Lincoln School of Film & Media welcomes Dr. Tanya Horeck, Reader in Film, Media & Culture at Anglia Ruskin University, Cambridge, to give a paper entitled:
‘Caught on Tape’: Elevator Violence, Black Celebrity, and the Politics of Surveillance


‘Jay-Z physically attacked by Beyoncé’s sister Solange’: so screamed the TMZ headline to the “raw” surveillance video it obtained from the inside of an elevator in New York in May of 2014. The video instantly went viral and initiated thousands of memes organized around the hashtag #WhatJayZSaidtoSolange, as people clambered to share their responses to the video and to offer their theories as to why Solange physically lashed out at Jay-Z while Beyoncé stood by, still and silent. This paper compares the Jay-Z/ Beyoncé video to the Ray Rice surveillance video that TMZ published four months later, in which the black American NFL star knocks his fiancée unconscious in an elevator.
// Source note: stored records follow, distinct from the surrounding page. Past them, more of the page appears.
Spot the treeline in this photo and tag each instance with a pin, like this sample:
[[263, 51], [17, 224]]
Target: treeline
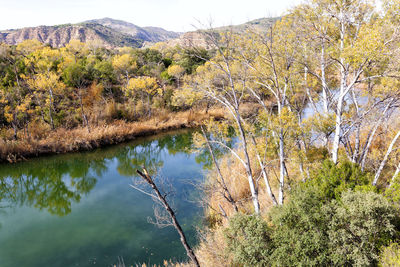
[[43, 88], [316, 169]]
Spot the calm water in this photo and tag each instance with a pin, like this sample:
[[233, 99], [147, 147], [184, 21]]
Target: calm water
[[79, 210]]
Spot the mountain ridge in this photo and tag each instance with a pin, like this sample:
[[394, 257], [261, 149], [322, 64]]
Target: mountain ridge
[[113, 33]]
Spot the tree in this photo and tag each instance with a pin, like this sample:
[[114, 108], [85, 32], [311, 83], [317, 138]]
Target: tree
[[177, 72]]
I will examine how the two elevator videos become entangled with one another – both in mainstream media and in an explosion of internet memes – in ways that indicate the tenacity of certain deeply rooted and pernicious racial and gender stereotypes. It is no accident, I argue, that the most publicized surveillance videos on TMZ to date, involve the depiction of racialized, black bodies. What is of specific concern to me here is how the apparently “passive” lens of surveillance actively works to reproduce black bodies as toxic and criminal, in ways that both highlight – and obscure – the complex questions of agency that have become so central to digital platforms.